Happily, I’ve recently found an intersection of tasks that I can roll into a single, quick, unified project. Here’s a small subset of my to-do list…
– build some automated Membase/Moxi cluster testing, with a large number of nodes
– show how folks can use TAP streams in Membase for great good
– learn more about that other new hot thing, nodejs
– blog more
Clearly, the stars are aligned for me to build a Membase cluster exerciser, in nodejs, and blog about it along the way. I certainly hope to learn a lot about nodejs by doing this, and I hope to impart some practical knowledge to you about Membase.
Membase allows users to connect using either of the two memcached
protocols: ascii or binary.
TAP streams, however, are memcached binary protocol only. Step one, then, is to ensure that nodejs can support raw binary TCP communication, which it certainly can through its binary buffer encodings. However, nodejs seems to be missing the classic ntohl and htonl functions out of the box that are needed for any binary protocol manipulations.
As a gentle start, then, here’s a first contribution to the nodejs world, which is a nodejs implementation of the ntohl/htonl functions…
———————————————————————–
/* Copyright 2010 Membase, Inc.
*
* Licensed under the Apache License, Version 2.0 (the “License”);
* you may not use this file except in compliance with the License.

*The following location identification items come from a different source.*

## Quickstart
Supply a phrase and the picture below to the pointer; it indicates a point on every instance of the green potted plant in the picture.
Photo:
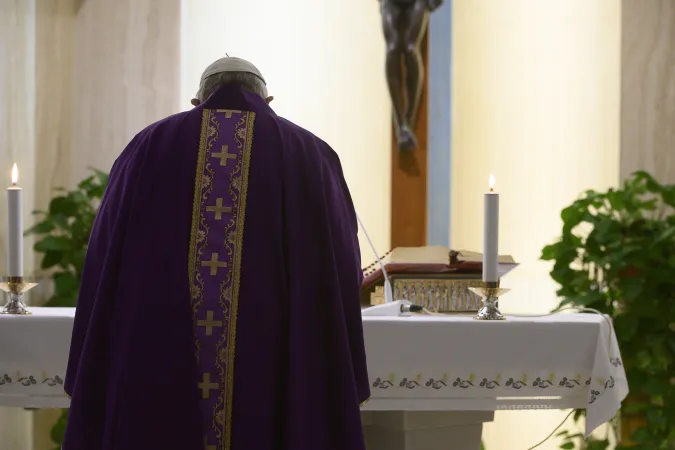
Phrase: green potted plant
(62, 235)
(617, 255)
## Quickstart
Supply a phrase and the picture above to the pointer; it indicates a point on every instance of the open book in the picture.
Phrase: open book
(432, 274)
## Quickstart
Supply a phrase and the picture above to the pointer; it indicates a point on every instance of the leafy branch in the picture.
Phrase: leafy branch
(617, 255)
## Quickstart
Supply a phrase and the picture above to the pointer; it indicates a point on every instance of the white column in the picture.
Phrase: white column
(410, 430)
(324, 63)
(17, 138)
(536, 94)
(127, 68)
(648, 88)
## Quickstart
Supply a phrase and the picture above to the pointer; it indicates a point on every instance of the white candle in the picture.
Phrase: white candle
(15, 228)
(491, 234)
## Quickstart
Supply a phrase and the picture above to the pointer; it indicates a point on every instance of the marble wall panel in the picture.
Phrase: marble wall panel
(126, 75)
(648, 88)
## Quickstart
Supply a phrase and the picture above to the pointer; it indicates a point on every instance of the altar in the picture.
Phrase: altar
(434, 379)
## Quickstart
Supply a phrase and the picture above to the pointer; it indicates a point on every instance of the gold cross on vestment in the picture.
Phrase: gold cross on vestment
(207, 446)
(206, 386)
(229, 112)
(209, 323)
(219, 209)
(224, 155)
(214, 264)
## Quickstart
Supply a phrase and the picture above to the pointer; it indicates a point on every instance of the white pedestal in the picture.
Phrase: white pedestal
(412, 430)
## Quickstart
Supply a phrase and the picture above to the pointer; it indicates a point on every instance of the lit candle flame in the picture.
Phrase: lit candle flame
(15, 175)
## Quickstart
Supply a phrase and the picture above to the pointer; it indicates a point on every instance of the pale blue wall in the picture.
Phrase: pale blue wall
(438, 179)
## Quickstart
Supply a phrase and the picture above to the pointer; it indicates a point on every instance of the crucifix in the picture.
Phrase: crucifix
(214, 264)
(224, 155)
(209, 323)
(404, 23)
(206, 386)
(207, 446)
(219, 209)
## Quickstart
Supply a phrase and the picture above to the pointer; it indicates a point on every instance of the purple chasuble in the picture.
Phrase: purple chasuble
(219, 306)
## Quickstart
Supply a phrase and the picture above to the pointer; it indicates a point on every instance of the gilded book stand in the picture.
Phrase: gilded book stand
(432, 277)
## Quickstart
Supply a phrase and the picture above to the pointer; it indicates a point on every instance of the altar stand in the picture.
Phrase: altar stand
(434, 379)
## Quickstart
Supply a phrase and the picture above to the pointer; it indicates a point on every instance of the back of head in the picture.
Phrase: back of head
(231, 70)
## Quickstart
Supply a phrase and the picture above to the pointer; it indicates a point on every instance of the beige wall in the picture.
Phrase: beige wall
(536, 102)
(648, 88)
(324, 63)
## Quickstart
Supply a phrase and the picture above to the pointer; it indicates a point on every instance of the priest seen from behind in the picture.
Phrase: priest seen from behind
(219, 306)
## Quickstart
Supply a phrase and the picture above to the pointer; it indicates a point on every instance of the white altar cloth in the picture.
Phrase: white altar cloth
(418, 363)
(456, 363)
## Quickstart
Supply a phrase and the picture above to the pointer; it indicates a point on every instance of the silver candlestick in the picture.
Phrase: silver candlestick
(490, 293)
(15, 287)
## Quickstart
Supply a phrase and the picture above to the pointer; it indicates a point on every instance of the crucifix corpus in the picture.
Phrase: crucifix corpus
(404, 22)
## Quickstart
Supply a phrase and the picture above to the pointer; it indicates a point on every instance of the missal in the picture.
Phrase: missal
(434, 277)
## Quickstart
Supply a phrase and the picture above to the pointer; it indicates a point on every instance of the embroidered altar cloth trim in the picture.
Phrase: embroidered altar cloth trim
(457, 363)
(432, 363)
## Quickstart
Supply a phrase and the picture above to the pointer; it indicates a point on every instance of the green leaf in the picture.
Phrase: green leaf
(631, 287)
(51, 259)
(52, 243)
(43, 227)
(61, 221)
(58, 431)
(65, 284)
(640, 436)
(63, 206)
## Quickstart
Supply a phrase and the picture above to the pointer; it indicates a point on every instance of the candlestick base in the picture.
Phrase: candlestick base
(15, 287)
(490, 293)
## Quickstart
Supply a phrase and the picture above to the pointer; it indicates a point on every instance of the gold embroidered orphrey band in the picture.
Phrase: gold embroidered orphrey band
(215, 261)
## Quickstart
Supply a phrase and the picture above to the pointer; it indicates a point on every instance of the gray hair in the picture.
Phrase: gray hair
(247, 81)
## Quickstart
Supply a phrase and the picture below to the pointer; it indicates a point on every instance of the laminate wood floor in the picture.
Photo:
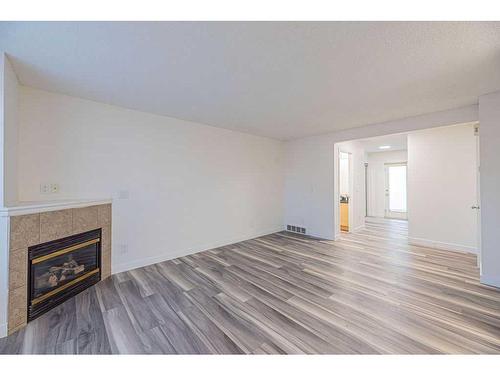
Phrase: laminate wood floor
(369, 292)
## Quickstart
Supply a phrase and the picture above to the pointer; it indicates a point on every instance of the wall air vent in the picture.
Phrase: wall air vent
(296, 229)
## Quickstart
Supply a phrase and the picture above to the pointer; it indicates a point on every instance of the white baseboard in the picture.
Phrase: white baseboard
(3, 330)
(490, 280)
(357, 229)
(163, 257)
(441, 245)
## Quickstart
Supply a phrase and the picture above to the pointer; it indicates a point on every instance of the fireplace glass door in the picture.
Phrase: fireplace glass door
(61, 269)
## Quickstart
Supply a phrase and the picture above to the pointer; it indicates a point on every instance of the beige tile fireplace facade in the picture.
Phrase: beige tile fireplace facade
(33, 229)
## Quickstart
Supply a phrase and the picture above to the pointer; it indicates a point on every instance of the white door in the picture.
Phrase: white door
(395, 191)
(476, 206)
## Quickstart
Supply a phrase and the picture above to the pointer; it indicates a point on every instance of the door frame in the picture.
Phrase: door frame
(351, 188)
(388, 214)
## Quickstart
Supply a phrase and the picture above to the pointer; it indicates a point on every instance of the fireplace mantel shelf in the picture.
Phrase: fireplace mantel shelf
(24, 208)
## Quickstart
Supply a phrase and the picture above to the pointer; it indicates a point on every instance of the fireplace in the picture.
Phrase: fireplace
(60, 269)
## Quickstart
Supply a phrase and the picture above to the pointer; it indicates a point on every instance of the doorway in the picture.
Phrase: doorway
(345, 181)
(395, 191)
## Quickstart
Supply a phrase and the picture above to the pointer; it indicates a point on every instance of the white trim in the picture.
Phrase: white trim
(161, 258)
(360, 227)
(3, 330)
(492, 281)
(24, 208)
(441, 245)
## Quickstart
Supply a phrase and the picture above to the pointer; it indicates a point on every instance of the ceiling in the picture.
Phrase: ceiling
(278, 79)
(397, 142)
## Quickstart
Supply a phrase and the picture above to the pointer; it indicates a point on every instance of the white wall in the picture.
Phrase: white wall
(376, 178)
(309, 174)
(190, 186)
(489, 135)
(10, 133)
(442, 188)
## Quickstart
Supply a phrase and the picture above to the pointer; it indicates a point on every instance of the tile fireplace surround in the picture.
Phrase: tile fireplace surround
(27, 225)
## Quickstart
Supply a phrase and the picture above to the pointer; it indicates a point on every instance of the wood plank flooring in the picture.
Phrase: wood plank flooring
(369, 292)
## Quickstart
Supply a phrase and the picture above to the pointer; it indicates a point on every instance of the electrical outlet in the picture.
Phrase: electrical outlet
(45, 188)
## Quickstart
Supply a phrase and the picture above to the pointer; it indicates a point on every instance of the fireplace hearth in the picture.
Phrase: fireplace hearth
(60, 269)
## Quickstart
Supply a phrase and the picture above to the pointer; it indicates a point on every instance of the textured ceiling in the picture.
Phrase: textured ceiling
(278, 79)
(396, 141)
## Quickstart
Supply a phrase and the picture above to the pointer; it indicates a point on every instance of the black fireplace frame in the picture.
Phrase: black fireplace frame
(34, 311)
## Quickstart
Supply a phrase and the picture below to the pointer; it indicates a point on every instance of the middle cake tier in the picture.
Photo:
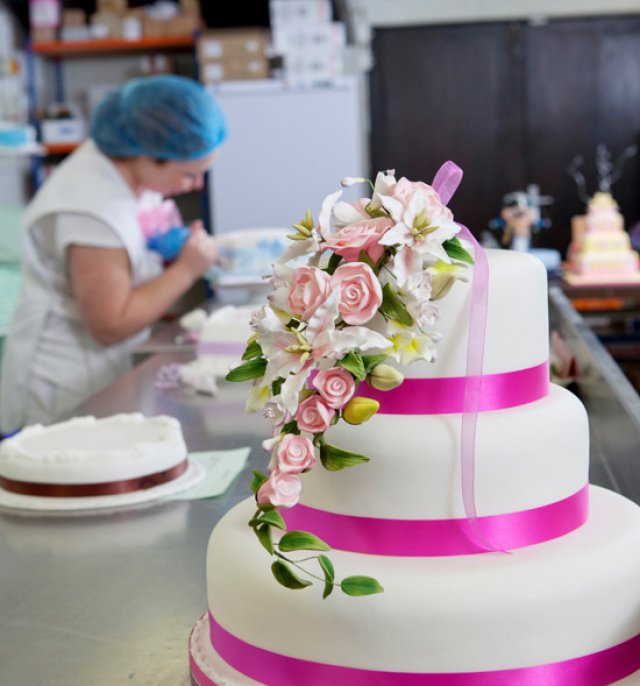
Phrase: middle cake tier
(526, 457)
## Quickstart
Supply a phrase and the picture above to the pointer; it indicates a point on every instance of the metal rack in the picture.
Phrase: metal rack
(611, 401)
(58, 51)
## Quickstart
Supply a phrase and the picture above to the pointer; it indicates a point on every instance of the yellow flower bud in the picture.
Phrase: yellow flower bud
(441, 284)
(384, 377)
(359, 410)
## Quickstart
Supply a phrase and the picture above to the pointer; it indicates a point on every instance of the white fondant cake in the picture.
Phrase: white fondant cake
(539, 606)
(601, 251)
(92, 453)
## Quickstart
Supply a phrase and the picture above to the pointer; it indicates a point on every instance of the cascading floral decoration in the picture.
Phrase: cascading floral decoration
(365, 297)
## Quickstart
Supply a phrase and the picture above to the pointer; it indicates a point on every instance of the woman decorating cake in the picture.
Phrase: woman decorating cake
(91, 287)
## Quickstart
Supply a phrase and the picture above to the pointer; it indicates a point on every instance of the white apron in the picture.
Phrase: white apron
(51, 363)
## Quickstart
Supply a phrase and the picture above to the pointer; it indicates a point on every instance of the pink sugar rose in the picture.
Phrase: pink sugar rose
(309, 289)
(405, 189)
(350, 240)
(314, 415)
(335, 385)
(295, 454)
(360, 292)
(279, 490)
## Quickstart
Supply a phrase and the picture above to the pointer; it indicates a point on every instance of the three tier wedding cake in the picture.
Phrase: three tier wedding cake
(453, 491)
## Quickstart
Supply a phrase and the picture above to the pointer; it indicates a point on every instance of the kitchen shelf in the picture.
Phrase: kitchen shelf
(59, 148)
(109, 45)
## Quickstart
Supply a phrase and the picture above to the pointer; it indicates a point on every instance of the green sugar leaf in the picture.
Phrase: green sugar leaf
(252, 369)
(291, 428)
(258, 479)
(360, 585)
(334, 263)
(327, 567)
(264, 536)
(353, 363)
(454, 249)
(271, 518)
(371, 361)
(333, 459)
(393, 308)
(252, 351)
(285, 576)
(301, 540)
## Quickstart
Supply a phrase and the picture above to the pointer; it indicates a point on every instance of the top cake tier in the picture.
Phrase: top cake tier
(517, 329)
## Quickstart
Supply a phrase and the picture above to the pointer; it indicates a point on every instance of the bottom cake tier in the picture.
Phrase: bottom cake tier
(569, 604)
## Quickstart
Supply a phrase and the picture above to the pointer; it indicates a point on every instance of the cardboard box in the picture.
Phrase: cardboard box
(183, 25)
(73, 18)
(59, 131)
(190, 7)
(234, 68)
(43, 35)
(75, 34)
(216, 45)
(117, 6)
(106, 25)
(296, 12)
(331, 36)
(44, 14)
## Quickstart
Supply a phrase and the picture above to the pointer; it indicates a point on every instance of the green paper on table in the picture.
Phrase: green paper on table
(222, 467)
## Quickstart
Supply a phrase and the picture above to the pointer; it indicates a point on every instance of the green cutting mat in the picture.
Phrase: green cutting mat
(9, 291)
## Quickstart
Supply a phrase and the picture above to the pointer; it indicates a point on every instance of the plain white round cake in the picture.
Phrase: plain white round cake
(573, 596)
(86, 450)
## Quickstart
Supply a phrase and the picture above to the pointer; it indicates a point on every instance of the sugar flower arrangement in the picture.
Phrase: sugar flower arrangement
(365, 297)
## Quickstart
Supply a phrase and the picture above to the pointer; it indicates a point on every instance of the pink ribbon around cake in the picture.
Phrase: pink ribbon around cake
(267, 667)
(441, 537)
(220, 348)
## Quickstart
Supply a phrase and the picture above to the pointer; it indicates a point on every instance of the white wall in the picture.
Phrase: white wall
(380, 13)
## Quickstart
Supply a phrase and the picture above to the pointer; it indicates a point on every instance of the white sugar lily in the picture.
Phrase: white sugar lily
(274, 412)
(257, 397)
(293, 384)
(346, 213)
(286, 353)
(267, 320)
(352, 181)
(334, 345)
(423, 311)
(416, 230)
(385, 182)
(324, 218)
(408, 346)
(281, 284)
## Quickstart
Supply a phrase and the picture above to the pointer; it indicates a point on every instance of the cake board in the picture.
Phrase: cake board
(209, 669)
(580, 280)
(14, 501)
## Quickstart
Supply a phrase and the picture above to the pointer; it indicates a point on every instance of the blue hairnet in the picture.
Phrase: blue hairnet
(165, 117)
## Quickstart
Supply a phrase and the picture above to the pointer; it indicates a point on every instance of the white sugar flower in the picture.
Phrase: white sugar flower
(408, 346)
(274, 413)
(416, 230)
(385, 182)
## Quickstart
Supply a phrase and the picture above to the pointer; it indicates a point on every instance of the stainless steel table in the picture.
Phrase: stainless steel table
(109, 599)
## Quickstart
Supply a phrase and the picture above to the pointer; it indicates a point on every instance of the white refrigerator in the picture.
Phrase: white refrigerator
(286, 150)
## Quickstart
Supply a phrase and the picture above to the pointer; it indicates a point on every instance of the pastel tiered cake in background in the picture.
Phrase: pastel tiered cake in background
(542, 588)
(600, 251)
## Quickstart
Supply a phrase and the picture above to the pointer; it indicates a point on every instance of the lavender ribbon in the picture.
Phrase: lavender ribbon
(445, 183)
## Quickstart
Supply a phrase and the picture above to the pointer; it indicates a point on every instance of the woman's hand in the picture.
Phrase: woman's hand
(199, 252)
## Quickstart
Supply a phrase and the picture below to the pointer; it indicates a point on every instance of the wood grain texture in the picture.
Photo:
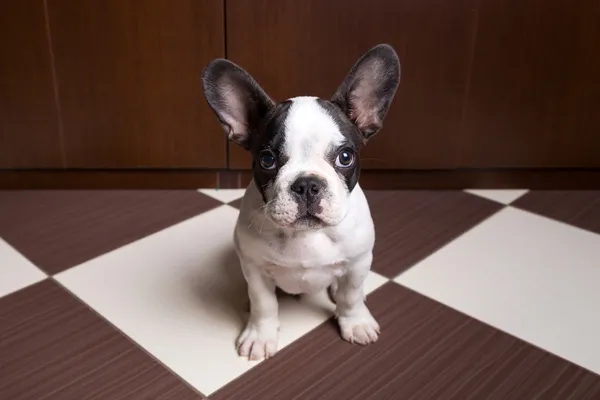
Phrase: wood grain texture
(129, 76)
(54, 347)
(57, 230)
(534, 88)
(411, 225)
(306, 47)
(29, 129)
(572, 179)
(426, 351)
(578, 208)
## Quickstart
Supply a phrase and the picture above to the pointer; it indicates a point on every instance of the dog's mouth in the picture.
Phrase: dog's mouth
(308, 221)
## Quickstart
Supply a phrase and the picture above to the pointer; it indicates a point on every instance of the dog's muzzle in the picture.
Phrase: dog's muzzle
(308, 191)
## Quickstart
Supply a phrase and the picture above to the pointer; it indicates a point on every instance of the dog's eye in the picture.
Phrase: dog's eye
(267, 160)
(345, 158)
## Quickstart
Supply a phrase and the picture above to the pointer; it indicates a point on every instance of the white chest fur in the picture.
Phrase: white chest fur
(305, 261)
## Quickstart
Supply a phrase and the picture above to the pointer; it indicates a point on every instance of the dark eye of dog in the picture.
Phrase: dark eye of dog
(267, 160)
(345, 158)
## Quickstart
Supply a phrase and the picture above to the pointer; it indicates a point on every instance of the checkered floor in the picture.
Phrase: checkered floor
(137, 295)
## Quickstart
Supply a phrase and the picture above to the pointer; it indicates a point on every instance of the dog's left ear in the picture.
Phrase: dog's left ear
(368, 90)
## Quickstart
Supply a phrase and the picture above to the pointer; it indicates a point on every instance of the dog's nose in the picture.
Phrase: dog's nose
(306, 188)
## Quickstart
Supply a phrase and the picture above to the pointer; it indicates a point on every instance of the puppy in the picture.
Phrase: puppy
(305, 224)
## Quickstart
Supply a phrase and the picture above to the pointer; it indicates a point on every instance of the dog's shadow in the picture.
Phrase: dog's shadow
(218, 287)
(219, 290)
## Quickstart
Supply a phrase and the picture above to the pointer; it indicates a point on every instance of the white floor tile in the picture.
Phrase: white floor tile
(500, 196)
(224, 195)
(16, 272)
(180, 294)
(532, 277)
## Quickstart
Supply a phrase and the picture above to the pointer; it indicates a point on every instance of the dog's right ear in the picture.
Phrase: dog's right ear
(236, 98)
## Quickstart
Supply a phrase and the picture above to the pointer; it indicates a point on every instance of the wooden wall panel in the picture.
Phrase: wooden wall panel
(129, 79)
(535, 85)
(29, 131)
(300, 47)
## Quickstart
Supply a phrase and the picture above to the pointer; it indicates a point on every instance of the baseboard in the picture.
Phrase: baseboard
(583, 179)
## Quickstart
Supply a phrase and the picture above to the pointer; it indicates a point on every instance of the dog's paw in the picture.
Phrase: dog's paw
(258, 341)
(362, 329)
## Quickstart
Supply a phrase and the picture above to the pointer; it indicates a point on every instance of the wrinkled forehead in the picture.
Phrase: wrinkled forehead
(310, 130)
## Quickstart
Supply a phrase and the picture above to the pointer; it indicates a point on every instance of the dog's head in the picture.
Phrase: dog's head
(305, 149)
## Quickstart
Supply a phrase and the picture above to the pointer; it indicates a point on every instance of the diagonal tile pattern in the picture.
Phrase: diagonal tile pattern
(416, 223)
(57, 229)
(53, 347)
(492, 296)
(581, 209)
(426, 351)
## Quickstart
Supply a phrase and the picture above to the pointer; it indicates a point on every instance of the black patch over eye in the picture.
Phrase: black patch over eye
(267, 160)
(345, 158)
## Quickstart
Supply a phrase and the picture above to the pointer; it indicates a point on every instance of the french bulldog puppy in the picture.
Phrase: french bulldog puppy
(305, 224)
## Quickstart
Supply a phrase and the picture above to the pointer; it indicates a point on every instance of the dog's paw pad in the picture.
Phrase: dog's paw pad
(359, 330)
(258, 342)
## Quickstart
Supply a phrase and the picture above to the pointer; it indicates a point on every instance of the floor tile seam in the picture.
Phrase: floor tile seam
(144, 237)
(494, 327)
(551, 219)
(453, 240)
(123, 334)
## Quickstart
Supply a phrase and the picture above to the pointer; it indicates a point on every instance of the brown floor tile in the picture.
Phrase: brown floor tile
(426, 351)
(410, 225)
(578, 208)
(59, 229)
(54, 347)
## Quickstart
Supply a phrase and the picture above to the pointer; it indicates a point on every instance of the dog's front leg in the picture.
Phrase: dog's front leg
(259, 338)
(357, 325)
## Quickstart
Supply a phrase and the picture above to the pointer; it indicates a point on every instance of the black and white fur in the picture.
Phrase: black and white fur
(304, 224)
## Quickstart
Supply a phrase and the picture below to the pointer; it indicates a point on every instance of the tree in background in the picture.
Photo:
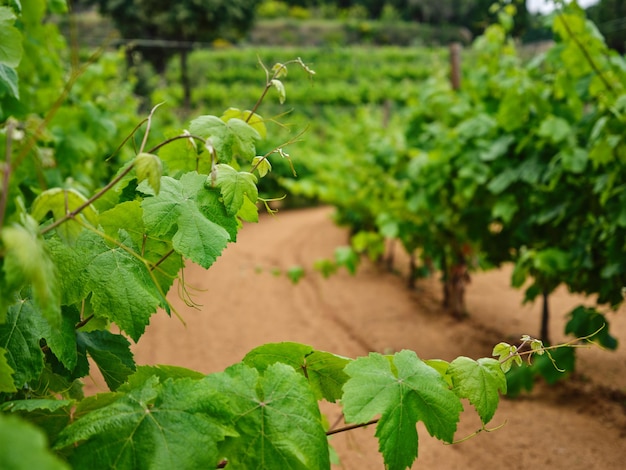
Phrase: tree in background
(181, 23)
(610, 16)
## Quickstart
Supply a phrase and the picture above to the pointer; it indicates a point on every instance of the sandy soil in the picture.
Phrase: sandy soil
(580, 424)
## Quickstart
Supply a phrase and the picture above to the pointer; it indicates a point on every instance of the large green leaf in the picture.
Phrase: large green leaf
(276, 416)
(235, 186)
(121, 285)
(48, 414)
(62, 339)
(403, 390)
(20, 336)
(230, 140)
(110, 352)
(24, 447)
(323, 370)
(194, 213)
(156, 426)
(480, 382)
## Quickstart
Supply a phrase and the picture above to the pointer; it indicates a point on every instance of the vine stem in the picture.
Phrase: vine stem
(6, 174)
(88, 202)
(585, 53)
(224, 463)
(351, 427)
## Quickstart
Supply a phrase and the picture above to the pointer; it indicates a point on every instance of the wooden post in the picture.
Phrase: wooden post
(455, 65)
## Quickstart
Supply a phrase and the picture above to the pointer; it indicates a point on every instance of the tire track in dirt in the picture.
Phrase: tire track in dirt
(244, 305)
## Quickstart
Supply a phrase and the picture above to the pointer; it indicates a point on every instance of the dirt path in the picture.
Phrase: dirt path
(578, 425)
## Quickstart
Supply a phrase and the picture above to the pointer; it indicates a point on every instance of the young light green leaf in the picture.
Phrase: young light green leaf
(149, 167)
(231, 139)
(262, 165)
(10, 39)
(276, 416)
(27, 262)
(480, 382)
(196, 215)
(507, 355)
(61, 202)
(24, 447)
(6, 374)
(235, 186)
(323, 370)
(110, 352)
(279, 70)
(280, 88)
(163, 426)
(403, 390)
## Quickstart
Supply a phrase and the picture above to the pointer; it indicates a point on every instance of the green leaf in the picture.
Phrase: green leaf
(163, 372)
(24, 447)
(507, 353)
(9, 82)
(235, 186)
(280, 88)
(10, 39)
(122, 288)
(6, 374)
(128, 216)
(111, 353)
(262, 164)
(497, 148)
(323, 370)
(62, 339)
(252, 119)
(157, 426)
(230, 140)
(292, 354)
(574, 160)
(20, 336)
(48, 414)
(480, 382)
(554, 129)
(248, 212)
(149, 167)
(276, 416)
(61, 202)
(347, 257)
(403, 390)
(195, 214)
(326, 375)
(585, 321)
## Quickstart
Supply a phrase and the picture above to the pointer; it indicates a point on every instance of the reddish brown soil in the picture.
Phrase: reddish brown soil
(580, 424)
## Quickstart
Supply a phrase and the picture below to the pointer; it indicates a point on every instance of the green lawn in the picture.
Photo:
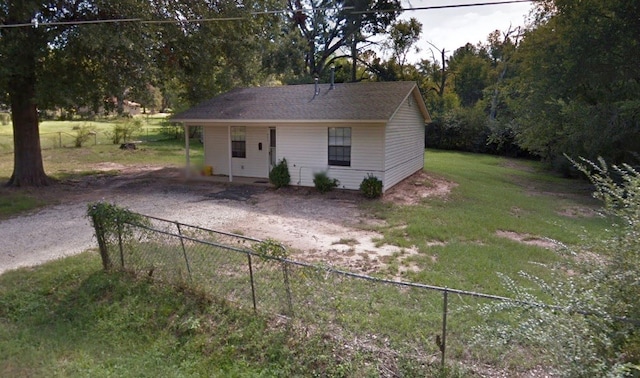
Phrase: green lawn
(156, 146)
(457, 235)
(67, 318)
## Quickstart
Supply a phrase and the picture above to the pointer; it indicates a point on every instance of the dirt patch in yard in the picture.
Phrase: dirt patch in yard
(529, 239)
(314, 226)
(418, 187)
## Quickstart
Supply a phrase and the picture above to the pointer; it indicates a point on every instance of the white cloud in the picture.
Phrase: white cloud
(452, 28)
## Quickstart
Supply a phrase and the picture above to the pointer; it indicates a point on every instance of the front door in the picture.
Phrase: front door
(272, 148)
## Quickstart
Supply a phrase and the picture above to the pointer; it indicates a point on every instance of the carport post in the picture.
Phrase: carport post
(230, 153)
(186, 145)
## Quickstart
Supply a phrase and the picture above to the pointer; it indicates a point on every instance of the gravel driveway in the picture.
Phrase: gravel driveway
(330, 228)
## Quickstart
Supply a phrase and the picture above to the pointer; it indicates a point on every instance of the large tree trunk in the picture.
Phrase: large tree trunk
(28, 169)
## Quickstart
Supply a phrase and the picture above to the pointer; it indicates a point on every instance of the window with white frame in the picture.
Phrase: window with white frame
(239, 142)
(340, 146)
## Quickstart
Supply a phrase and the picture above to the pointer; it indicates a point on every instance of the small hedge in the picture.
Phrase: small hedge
(324, 183)
(371, 186)
(279, 175)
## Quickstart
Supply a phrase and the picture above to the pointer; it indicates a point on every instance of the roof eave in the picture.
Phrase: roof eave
(225, 122)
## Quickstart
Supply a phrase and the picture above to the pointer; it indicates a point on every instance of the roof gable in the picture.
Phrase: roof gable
(376, 101)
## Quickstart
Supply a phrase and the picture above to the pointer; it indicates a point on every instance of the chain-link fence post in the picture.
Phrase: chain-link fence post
(184, 251)
(120, 243)
(253, 288)
(285, 271)
(443, 341)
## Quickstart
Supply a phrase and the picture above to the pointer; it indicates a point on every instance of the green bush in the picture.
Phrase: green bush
(324, 183)
(112, 225)
(371, 186)
(279, 175)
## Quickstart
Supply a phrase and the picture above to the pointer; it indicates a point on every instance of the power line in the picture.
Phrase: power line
(35, 23)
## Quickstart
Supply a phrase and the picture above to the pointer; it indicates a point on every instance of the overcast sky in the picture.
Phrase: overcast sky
(452, 28)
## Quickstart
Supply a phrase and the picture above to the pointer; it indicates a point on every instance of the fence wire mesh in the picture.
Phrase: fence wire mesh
(390, 320)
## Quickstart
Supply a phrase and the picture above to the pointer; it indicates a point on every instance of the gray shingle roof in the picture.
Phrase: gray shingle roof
(348, 101)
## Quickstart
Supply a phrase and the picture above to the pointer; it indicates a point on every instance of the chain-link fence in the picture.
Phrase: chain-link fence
(393, 322)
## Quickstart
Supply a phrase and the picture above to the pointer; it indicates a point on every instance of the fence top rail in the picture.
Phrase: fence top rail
(204, 229)
(369, 278)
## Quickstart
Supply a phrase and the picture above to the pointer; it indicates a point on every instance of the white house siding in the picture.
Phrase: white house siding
(256, 164)
(404, 146)
(216, 145)
(306, 149)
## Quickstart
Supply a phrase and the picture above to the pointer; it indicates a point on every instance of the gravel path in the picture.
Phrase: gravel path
(330, 228)
(64, 229)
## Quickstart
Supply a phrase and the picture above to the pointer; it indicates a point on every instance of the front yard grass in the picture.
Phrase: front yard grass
(458, 236)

* You may obtain a copy of the License at
*
* http://www.apache.org/licenses/LICENSE-2.0
*
* Unless required by applicable law or agreed to in writing, software
* distributed under the License is distributed on an “AS IS” BASIS,
* WITHOUT WARRANTIES OR CONDITIONS OF ANY KIND, either express or implied.
* See the License for the specific language governing permissions and
* limitations under the License.
*/
exports.htons = function(b, i, v) {
b[i] = (0xff & (v >> 8));
b[i+1] = (0xff & (v));
}
exports.ntohs = function(b, i) {
return ((0xff & b[i + 0]) << 8) |
((0xff & b[i + 1]));
}
exports.ntohsStr = function(s, i) {
return ((0xff & s.charCodeAt(i + 0)) << 8) |
((0xff & s.charCodeAt(i + 1))); }
exports.htonl = function(b, i, v) {
b[i+0] = (0xff & (v >> 24));
b[i+1] = (0xff & (v >> 16));
b[i+2] = (0xff & (v >> 8));
b[i+3] = (0xff & (v));
}
exports.ntohl = function(b, i) {
return ((0xff & b[i + 0]) << 24) |
((0xff & b[i + 1]) << 16) |
((0xff & b[i + 2]) << 8) |
((0xff & b[i + 3]));
}
exports.ntohlStr = function(s, i) {
return ((0xff & s.charCodeAt(i + 0)) << 24) |
((0xff & s.charCodeAt(i + 1)) << 16) |
((0xff & s.charCodeAt(i + 2)) << 8) |
((0xff & s.charCodeAt(i + 3))); }
———————————————————————–
This JavaScript stuff might actually go places. Above, a “b” parameter may either be an Array of octets or a nodejs Buffer. A “s” parameter is a JavaScript string. “i” is a zero-based index into an Array/Buffer/String.
More’s coming soon, where I’ll next show how to create a connection to Membase in nodejs and encode and decode binary protocol messages to Membase.